MUSLIM LEADERS DURING 
INDIA'S FREEDOM STRUGGLE


When India launched on its struggle for freedom from British rule, its two major communities, the Hindus and the Muslims, joined in it with equal enthusiasm, like they had done so during the First Indian War of Independence in 1857. The Indian National Congress was formed in 1885. Nationalist leaders from all communities participated in its activities in the first four decades of its existence. Indeed, its second President was a Muslim, Badruddin Tyabji. Soon after the first World War, Mahatma Gandhi emerged as the leader of the Indian freedom movement. It was he who set the Congress on a mass militant but non-violent course. Till then, the organization had been largely an elitist protest movement against the denial of rights and opportunities to qualified Indians to participate in the governance of the country in order to ensure that India's interests were not subverted to those of Britain.

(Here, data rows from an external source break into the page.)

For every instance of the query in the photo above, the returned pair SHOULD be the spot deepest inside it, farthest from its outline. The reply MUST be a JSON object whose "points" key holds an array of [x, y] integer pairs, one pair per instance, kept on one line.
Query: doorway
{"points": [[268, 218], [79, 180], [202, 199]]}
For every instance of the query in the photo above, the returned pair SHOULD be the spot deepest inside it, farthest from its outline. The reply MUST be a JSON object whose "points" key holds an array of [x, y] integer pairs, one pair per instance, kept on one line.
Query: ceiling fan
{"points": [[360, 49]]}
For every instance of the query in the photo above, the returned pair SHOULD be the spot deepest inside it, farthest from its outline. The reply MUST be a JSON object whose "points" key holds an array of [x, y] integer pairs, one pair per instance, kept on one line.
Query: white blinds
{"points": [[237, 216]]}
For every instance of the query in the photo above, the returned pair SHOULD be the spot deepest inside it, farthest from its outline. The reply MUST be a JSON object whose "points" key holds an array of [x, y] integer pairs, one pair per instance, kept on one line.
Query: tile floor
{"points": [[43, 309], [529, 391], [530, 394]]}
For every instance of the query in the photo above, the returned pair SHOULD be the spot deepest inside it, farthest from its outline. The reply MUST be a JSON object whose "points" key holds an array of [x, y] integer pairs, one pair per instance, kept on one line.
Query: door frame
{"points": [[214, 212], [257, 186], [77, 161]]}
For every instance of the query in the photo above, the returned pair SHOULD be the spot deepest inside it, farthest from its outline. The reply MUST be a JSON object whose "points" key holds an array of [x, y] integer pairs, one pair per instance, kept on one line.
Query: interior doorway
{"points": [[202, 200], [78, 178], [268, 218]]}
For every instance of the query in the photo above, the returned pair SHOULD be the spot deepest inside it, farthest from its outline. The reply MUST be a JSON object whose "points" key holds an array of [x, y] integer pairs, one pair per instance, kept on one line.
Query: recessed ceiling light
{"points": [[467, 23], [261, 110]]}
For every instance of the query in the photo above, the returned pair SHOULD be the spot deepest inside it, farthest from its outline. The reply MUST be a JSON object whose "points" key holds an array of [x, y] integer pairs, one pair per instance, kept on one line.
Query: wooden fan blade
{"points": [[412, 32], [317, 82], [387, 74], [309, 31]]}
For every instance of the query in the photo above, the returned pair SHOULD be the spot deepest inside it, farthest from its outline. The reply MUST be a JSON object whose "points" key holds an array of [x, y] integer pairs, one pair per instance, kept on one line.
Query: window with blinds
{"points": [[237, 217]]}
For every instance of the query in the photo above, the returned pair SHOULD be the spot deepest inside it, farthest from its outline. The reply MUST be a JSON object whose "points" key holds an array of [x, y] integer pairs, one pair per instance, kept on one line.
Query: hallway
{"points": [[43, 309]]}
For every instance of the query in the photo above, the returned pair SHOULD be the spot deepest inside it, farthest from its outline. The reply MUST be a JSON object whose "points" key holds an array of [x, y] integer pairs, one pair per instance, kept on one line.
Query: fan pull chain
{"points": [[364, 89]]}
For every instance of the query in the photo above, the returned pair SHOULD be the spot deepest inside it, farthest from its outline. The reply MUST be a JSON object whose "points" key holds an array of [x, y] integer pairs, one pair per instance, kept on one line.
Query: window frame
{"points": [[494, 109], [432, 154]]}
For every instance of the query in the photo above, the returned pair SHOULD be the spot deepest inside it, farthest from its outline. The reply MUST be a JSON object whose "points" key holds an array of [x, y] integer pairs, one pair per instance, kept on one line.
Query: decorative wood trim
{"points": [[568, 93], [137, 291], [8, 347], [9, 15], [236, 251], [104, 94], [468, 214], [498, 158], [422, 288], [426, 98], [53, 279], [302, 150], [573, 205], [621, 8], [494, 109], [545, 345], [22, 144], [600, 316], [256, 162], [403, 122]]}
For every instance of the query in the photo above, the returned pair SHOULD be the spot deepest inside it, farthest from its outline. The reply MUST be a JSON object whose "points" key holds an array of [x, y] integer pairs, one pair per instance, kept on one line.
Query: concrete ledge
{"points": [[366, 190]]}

Under Gandhi's inspired leadership, the social base of the Congress was widened and it acquired the character of a mass national organization. Meanwhile, in pursuit of their worldwide imperial interests the British decided to dissolve the Islamic Caliphate in Turkey. The repression let loose in Muslim countries in the wake of this decision caused a stir in the Indian Muslim community which launched its own separate movement against the British, referred to as the Khilafat. Mahatma Gandhi, who perceived that the common impulse behind both movements was nationalism, called for a united effort. The Indian National Congress made common cause with the Khilafat, and leaders of the two organizations conducted a common struggle against British imperialism. Among the most steadfast freedom fighters were the Pathans of undivided India's North-West Frontier Province (NWFP), now a part of Pakistan. Led by their austere leader, Khan Abdul Ghaffar Khan, who was popularly known as Frontier Gandhi, the Pathans were throughout uncompromising in their opposition to British rule. Since NWFP was a sensitive border area, the British had to employ even more repression here than elsewhere in the country. They resorted to strong-arm methods to suppress the Khudai Khidmatgars, the soldiers of the disciplined and non-violent militia raised by the Khan. Thousands of these volunteers were victims of this repression. They not only spent years in British prisons but fell victims to their batons and bullets.